My thoughts were that for each possible path between to points, the lagrangian is a function of the coordinates and velocities of this path, such that, at each instant in time along the time interval the lagrangian characterises the dynamics of the system if it were to follow that path (i.e. by plugging in the values of the coordinates and velocities at each instant in time along the path into the lagrangian we can characterise the dynamics of the system along that path).

17. Oct 4, 2014

### Fredrik

Staff Emeritus
The notation $F(x,y,y')$ is pretty bad in my opinion. It should be $F(x,y(x),y'(x))$. $y$ is a function. $y(x)$ is an element of the codomain of $y$, so it's typically a number. $F$ doesn't take functions as input. It takes three real numbers.

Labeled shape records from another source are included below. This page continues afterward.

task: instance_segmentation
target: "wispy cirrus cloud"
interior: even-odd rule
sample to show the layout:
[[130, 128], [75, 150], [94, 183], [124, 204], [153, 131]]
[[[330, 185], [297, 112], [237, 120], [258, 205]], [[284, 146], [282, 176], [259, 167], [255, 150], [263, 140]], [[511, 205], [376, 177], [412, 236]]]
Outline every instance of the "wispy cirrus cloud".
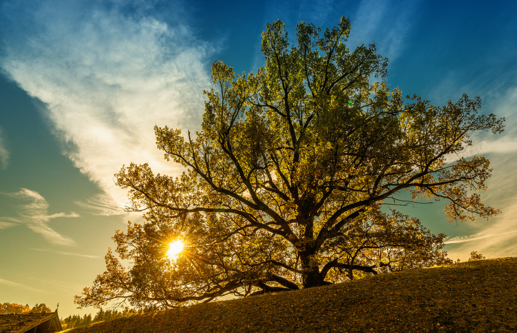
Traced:
[[362, 0], [351, 17], [351, 44], [375, 41], [380, 54], [394, 60], [404, 50], [419, 2]]
[[52, 219], [57, 217], [78, 217], [75, 213], [49, 214], [49, 203], [36, 191], [21, 188], [14, 193], [4, 193], [5, 195], [28, 201], [18, 207], [17, 217], [0, 217], [0, 228], [8, 228], [17, 224], [26, 226], [35, 232], [41, 234], [51, 243], [57, 245], [73, 246], [75, 242], [67, 236], [57, 232], [49, 225]]
[[84, 257], [85, 258], [100, 258], [98, 256], [91, 256], [90, 255], [83, 255], [80, 253], [75, 253], [74, 252], [63, 252], [63, 251], [55, 251], [54, 250], [46, 250], [44, 249], [31, 249], [31, 250], [34, 250], [35, 251], [42, 251], [43, 252], [52, 252], [53, 253], [57, 253], [60, 255], [63, 255], [64, 256], [74, 256], [75, 257]]
[[[9, 153], [4, 138], [4, 131], [0, 126], [0, 168], [5, 170], [9, 164]], [[2, 229], [0, 225], [0, 229]]]
[[18, 282], [13, 282], [12, 281], [9, 281], [9, 280], [5, 280], [5, 279], [0, 279], [0, 283], [2, 284], [5, 284], [6, 286], [9, 286], [10, 287], [13, 287], [17, 288], [22, 288], [22, 289], [26, 289], [30, 291], [40, 293], [41, 294], [48, 294], [49, 292], [42, 290], [41, 289], [38, 289], [37, 288], [33, 288], [33, 287], [27, 286], [26, 284], [23, 284], [22, 283], [19, 283]]
[[65, 153], [111, 198], [112, 209], [100, 211], [118, 214], [127, 192], [113, 175], [123, 164], [148, 163], [162, 172], [177, 167], [156, 149], [153, 128], [197, 128], [212, 47], [188, 27], [102, 2], [31, 2], [21, 9], [23, 2], [7, 2], [6, 20], [10, 11], [25, 12], [11, 19], [1, 67], [46, 103]]
[[74, 203], [94, 215], [109, 216], [125, 213], [111, 196], [105, 193], [96, 195], [83, 201], [75, 201]]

Similarly, I would never write $S[\vec q(t)]$, because $\vec q(t)$ is an element of $\mathbb R^3$, not a function. (It's a "function of t" in the sense that its value is determined by the value of t, but it's still not a function). I would write
$$S[\vec q]=\int_a^b L(\vec q(t),\vec q'(t),t)\mathrm dt.$$ (When I do calculations with a pen and paper, I will of course abuse the notation to avoid having to write everything out). $L$ is usually something very simple. In the classical theory of a single particle moving in 1 dimension, as influenced by a potential $V:\mathbb R\to\mathbb R$, it can be defined by $L(r,s,u)=\frac{1}{2}ms^2-V(r)$ for all $r,s,u\in\mathbb R$. Note that this ensures that $L(q(t),q'(t),t)=\frac{1}{2}mq'(t)^2-V(q(t))$ for all t.

18. Oct 4, 2014

### "Don't panic!"

Exactly. That's what I was trying to allude to in my description. The Lagrangian is a function of the values of the coordinates and velocities of the particle at each given instant over the time interval considered.

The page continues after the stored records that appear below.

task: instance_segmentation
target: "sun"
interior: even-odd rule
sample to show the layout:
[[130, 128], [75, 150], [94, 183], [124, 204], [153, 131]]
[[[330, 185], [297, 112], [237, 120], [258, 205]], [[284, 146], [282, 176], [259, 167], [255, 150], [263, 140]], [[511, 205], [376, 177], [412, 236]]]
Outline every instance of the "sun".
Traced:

Would what I said in the post (above yours) about why the Lagrangian is a function of coordinates and velocities, in a more general sense, be correct? (I know that for conservative systems it assumes the form $\mathcal{L}=T-V$, but I was trying to justify to myself the reasoning as to why we consider the Lagrangian to be a function of position and velocity in the first place, before considering any particular cases, in which the components, such as $T$ and $V$, are clearly functions of the coordinates and velocities?)

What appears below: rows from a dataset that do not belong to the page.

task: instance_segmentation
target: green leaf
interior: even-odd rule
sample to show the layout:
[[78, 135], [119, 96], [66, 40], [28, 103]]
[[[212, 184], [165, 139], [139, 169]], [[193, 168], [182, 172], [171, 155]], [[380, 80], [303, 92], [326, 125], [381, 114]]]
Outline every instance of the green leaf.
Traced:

Also, is what I said about the action (in previous post), i.e. as a means of attributing a value to the characteristic dynamics of a system due to it following a particular path, $\vec{q}$, enabling us to distinguish the actual physical path taken by the system (using variational techniques), correct?

19. Oct 4, 2014

### "Don't panic!"

In reference to this part I was following Landau-Lifschitz:

"If all the coordinates and velocities are simultaneously specified, it is known from experience that the state of the system is completely determined and it's subsequent motion can, in principle, be calculated. Mathematically, this means that, if all the coordinates $q$ and velocities $\dot{q}$ are given at some instant, the accelerations $\ddot{q}$ at that instant are uniquely defined."

(Mechanics, L.D. Landau & E.M.Lifschitz)

That sounds like the theorem that says (roughly) that if f is a nice enough function, then the differential equation $\vec x''(t)=f(\vec x(t),\vec x'(t),t)$ has a unique solution for each initial condition $\vec x(t_0)=\vec x_0$, $\vec x'(t_0)=\vec v_0$.
Lagrangian mechanics is based on a slightly different theorem (I don't recall actually seeing such a theorem, but I'm fairly sure that one exists): A unique solution for each boundary condition $\vec x(t_a)=x_a$, $\vec x(t_b)=\vec x_b$.